- ANLA of Colombia has awarded the South American country’s first environmental license for a solar power plant to the 100 MW Cesar Photovoltaic complex in Cesar department
- This capacity will be developed in the form of 5 solar power plants in the village of Azúcar Buena-La Mesa, Valledupar, department of Cesar
- A total of around 284,310 solar modules will be used on 105.62 hectares of land out of a total allotted space of 156.61 hectares for the solar complex
A 100 MW proposed solar power project in the village of Azúcar Buena-La Mesa, Valledupar, department of Cesar in Colombia has earned the distinction of becoming the first project to secure the country’s first environmental license for a solar power plant.
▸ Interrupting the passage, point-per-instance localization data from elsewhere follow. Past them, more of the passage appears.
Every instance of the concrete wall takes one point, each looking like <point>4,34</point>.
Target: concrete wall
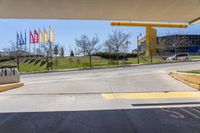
<point>8,75</point>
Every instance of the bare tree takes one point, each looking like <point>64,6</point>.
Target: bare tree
<point>117,41</point>
<point>87,45</point>
<point>16,52</point>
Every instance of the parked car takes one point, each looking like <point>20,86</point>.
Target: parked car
<point>179,57</point>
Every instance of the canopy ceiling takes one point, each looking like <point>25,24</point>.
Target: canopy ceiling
<point>123,10</point>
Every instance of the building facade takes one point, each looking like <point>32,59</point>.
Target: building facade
<point>180,44</point>
<point>171,44</point>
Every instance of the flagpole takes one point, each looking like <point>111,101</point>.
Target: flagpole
<point>29,43</point>
<point>50,46</point>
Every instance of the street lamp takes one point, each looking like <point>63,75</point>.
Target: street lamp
<point>138,50</point>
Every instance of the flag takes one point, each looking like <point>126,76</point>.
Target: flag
<point>36,37</point>
<point>45,36</point>
<point>52,35</point>
<point>22,42</point>
<point>25,38</point>
<point>40,37</point>
<point>32,39</point>
<point>18,39</point>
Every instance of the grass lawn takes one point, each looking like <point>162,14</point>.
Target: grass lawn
<point>194,71</point>
<point>39,64</point>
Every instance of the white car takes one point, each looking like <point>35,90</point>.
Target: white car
<point>179,57</point>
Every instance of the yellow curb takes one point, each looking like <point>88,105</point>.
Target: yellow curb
<point>10,86</point>
<point>152,95</point>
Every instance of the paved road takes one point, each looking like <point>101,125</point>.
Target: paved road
<point>73,102</point>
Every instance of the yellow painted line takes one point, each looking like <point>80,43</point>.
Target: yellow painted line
<point>10,86</point>
<point>153,95</point>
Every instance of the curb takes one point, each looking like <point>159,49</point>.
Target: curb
<point>105,67</point>
<point>192,80</point>
<point>10,86</point>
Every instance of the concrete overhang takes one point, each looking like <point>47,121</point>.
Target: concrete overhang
<point>178,11</point>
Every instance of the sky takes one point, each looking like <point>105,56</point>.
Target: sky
<point>66,31</point>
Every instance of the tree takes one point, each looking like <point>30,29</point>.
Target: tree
<point>62,52</point>
<point>87,45</point>
<point>16,52</point>
<point>55,52</point>
<point>117,41</point>
<point>72,53</point>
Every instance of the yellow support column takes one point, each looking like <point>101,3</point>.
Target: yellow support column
<point>151,41</point>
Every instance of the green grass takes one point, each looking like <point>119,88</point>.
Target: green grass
<point>35,65</point>
<point>193,71</point>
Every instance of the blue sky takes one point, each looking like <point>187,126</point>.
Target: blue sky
<point>67,30</point>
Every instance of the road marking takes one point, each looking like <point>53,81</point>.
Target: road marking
<point>152,95</point>
<point>186,111</point>
<point>198,111</point>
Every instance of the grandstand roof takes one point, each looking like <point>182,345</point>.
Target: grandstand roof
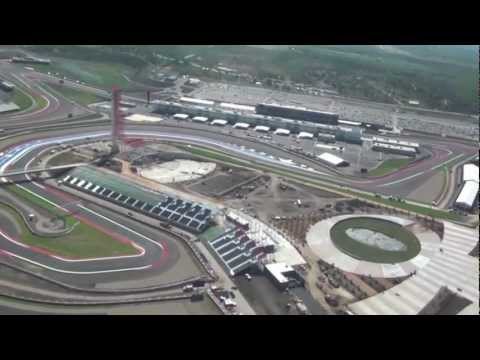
<point>468,194</point>
<point>331,159</point>
<point>277,270</point>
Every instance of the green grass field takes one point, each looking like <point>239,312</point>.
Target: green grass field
<point>375,254</point>
<point>80,97</point>
<point>24,101</point>
<point>389,166</point>
<point>99,74</point>
<point>81,243</point>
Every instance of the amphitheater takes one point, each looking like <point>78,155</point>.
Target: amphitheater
<point>441,263</point>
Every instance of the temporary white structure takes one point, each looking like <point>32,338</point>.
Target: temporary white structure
<point>467,196</point>
<point>331,159</point>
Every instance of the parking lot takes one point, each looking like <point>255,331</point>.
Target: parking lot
<point>347,109</point>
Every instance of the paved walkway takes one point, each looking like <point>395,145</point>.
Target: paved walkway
<point>452,268</point>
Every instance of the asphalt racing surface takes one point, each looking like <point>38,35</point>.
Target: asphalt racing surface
<point>161,255</point>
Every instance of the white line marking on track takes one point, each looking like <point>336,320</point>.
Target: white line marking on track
<point>77,272</point>
<point>121,226</point>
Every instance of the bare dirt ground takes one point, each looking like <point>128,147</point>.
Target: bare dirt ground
<point>430,190</point>
<point>279,198</point>
<point>221,180</point>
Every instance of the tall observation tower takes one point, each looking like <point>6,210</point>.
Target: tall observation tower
<point>117,121</point>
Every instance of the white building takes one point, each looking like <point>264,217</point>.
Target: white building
<point>305,135</point>
<point>332,159</point>
<point>467,195</point>
<point>470,172</point>
<point>219,122</point>
<point>242,126</point>
<point>200,119</point>
<point>196,101</point>
<point>238,107</point>
<point>261,128</point>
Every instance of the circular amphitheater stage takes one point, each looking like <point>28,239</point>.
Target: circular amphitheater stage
<point>320,241</point>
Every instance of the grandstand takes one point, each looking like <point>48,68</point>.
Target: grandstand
<point>298,113</point>
<point>236,250</point>
<point>187,215</point>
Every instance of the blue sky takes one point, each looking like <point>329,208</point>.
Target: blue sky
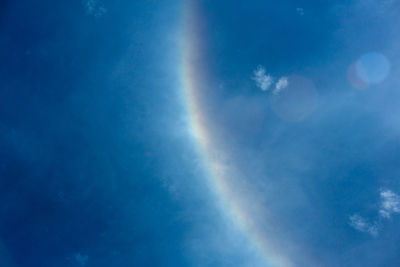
<point>100,158</point>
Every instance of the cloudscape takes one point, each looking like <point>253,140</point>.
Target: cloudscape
<point>199,133</point>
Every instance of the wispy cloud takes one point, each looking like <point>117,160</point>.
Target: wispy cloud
<point>262,79</point>
<point>363,225</point>
<point>390,203</point>
<point>282,83</point>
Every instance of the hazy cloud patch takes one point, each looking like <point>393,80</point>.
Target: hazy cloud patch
<point>262,79</point>
<point>390,203</point>
<point>363,225</point>
<point>282,83</point>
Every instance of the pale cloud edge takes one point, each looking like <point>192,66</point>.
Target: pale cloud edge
<point>262,79</point>
<point>361,224</point>
<point>389,204</point>
<point>282,83</point>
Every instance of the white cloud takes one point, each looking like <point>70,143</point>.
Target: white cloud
<point>361,224</point>
<point>282,83</point>
<point>390,203</point>
<point>262,79</point>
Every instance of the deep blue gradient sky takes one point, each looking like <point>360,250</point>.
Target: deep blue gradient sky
<point>98,165</point>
The National Authority of Environmental Licenses (ANLA) has given environmental clearance for 5 solar power plants with cumulative capacity of 100 MW.
“The Cesar photovoltaic project, located in the village of Azúcar Buena-La Mesa in the municipality of Valledupar, is the largest in the country and although there are others underway, this is the one that marks the route of large-scale undertakings in this area,” said ANLA.
The clearance was accorded after consultation with the 4 Indigenous Peoples of the Sierra Nevada of Santa Marta namely Arhuaco, Kankuamo, Kogoi and Wiwa whose concerns were addressed in the Plan of Environmental Management (PMA).
The Cesar Photovoltaic solar complex will be spread across 156.61 hectares with some 284,310 solar modules occupying 105.62 hectares. Together, the solar complex is expected to generate 41,667 MWh of clean energy annually for the next 30 years post commissioning. ANLA hasn’t identified the project developer of the 100 MW project.
In December 2018, Alpha Wind Generation project in La Guajira with generation capacity of 200 MW and 250 MW became the first wind power plant in the country to win environmental licence from ANLA.
According to the agency, this initiative is part of the current government’s policy of promoting the use of ‘clean’ energies under the principles of sustainable development, in which the Presidency of the Republic and the Ministries of Environment and Sustainable Development and of Mines and Energy actively participate, among other entities.
After Colombia scrapped its first renewable energy auction in February 2019 citing antitrust rules, this news should give hope to stakeholders interested in the region about the country’s intentions to support development of alternative sources of energy (see No Winners In Colombia RE Auction).
In early March 2019, the government awarded close to 1.4 GW renewable energy capacity in the Reliability Charge Auction with solar winning 238 MW and wind laying its hands on 1.16 GW (see 1.39 GW Wind/Solar Awarded In Colombian Auction). The 2 solar projects that won in this auction are located in Cesar department.